The existence of dialects for any language constitutes a challenge for NLP in general since it adds another set of variation dimensions from a known standard. The problem is particularly interesting and challenging in Arabic and its different dialects, where the diversion from the standard could, in some linguistic theories, warrant a classification as a different language. This problem would not be as pronounced if standard Arabic were to be a living language, however it is not. Any realistic and practical approach to processing Arabic will have to account for dialectal usage since it is so pervasive. In this tutorial, we will attempt to highlight different dialectal phenomena and how they migrate from the standard and why they pose challenges to NLP. Our tutorial will have four different parts: First, we will give you a background layout of issues for standard Arabic NLP. Then we will give you a high level generic view of dialects and different aspects of them that are of interest for the NLP community, addressing both text and speech issues in addition to standardization issues. We will focus in depth on two aspects of dialect processing in the third and fourth parts of the tutorial, namely, dialectal morphology and dialectal syntactic parsing. Throughout the presentation we will make references to the different resources available and draw contrastive links with standard Arabic and English. Moreover, we will discuss annotation standards as exemplified in the Treebank.
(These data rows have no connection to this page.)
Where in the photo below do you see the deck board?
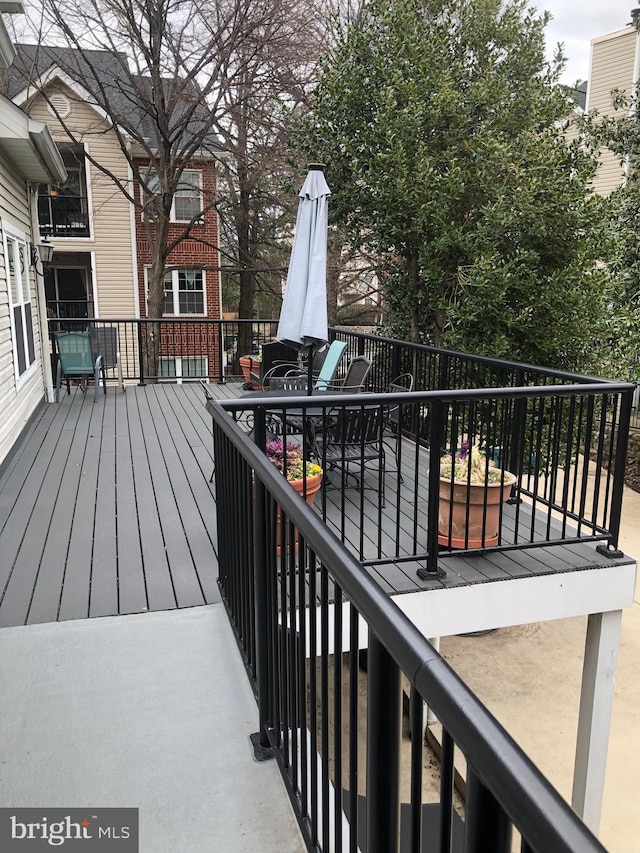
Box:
[0,383,632,626]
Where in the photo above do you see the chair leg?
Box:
[55,359,62,403]
[93,355,107,403]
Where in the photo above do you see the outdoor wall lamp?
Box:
[31,237,55,276]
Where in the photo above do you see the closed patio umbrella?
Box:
[276,163,331,393]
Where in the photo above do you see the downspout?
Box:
[622,8,640,187]
[28,182,54,403]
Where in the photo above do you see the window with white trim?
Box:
[158,355,209,384]
[164,269,204,315]
[3,228,36,382]
[147,169,203,222]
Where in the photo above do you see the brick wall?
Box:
[134,159,221,319]
[134,159,221,376]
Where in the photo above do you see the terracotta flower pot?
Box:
[276,471,322,556]
[438,471,516,548]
We will provide links to recent publications and available toolkits/resources for all four sections.

 

It is worth noting that:

 

·         This tutorial is designed for computer scientists and linguists alike.

 

·         No knowledge of Arabic is required (Though, we recommend taking a look at Nizar Habash’s Arabic NLP tutorial www.ccls.columbia.edu/cadim/presentations.html which will be reviewed in the first quarter of the tutorial.) 

 

Outline:

40:00 Review of Basic Arabic NLP with a segway into dialect from a sociolinguistic and political perspective

40:00 Generic dialectal issues from an NLP perspective

      Orthography

      Phonetics

      Phonology

      Morphology

      Syntax

      Semantics

20:00 Coffee Break

 

40:00 Focus on Dialectal Morphology

40:00 Focus on Dialectal Syntactic Parsing

     

 

 


Bios

 

Mona Diab received her PhD in 2003 in the Linguistics department and UMIACS, University of Maryland College Park. Her PhD work focused on lexical semantic issues and was titled Word Sense Disambiguation within a Multilingual Framework. Mona is currently an associate research scientist at the Center for Computational Learning Systems, Columbia University. Her research includes work on word sense disambiguation, automatic acquisition of natural language resources such as dictionaries and taxonomies, unsupervised learning methods, lexical semantics, cross language knowledge induction from both parallel and comparable corpora, Arabic NLP in general, tools for processing Arabic(s), computational modeling of Arabic dialects, Arabic syntactic and semantic parsing.  

 

Dr. Diab served as co-chair – together with Kareem Darwish and Nizar Habash - of the Workshop on Computational Approaches to Semitic Languages (ACL 2005). She was also a senior member in the 2005 JHU summer workshop on Parsing Arabic Dialects.  In 2005, she co-founded the Columbia Arabic Dialect Modeling (CADIM) group together with Nizar Habash and Owen Rambow. She has published over 20 articles in different conferences, journals and workshops. Mona has presented her work in numerous lectures and tutorials both for academic and industrial audiences.

 

 

Nizar Habash received his PhD in 2003 from the Computer Science Department, University of Maryland College Park. His Ph.D. thesis is titled Generation-Heavy Hybrid Machine Translation.  He is currently an Associate research scientist at the Center for Computational Learning Systems in Columbia University.  His research includes work on machine translation, natural language generation, lexical semantics, morphological analysis, generation and disambiguation, computational modeling of Arabic dialects, and Arabic dialect parsing.

 

Dr. Habash served as co-chair for the Workshop on Computational Approaches to Semitic Languages (ACL 2005) and also the Workshop on Machine Translation for Semitic Languages (MT Summit 2003).  In 2005, he co-founded the Columbia Arabic Dialect Modeling (CADIM) group.  He is the vice-president of the Semitic Language Special Interest Group in the Association of Computational Linguistics. Finally, he served as research program co-chair for AMTA 2006.

 

Dr. Habash has published over 20 articles in international conferences and journals and has given numerous lectures and tutorials for academic and industrial audiences.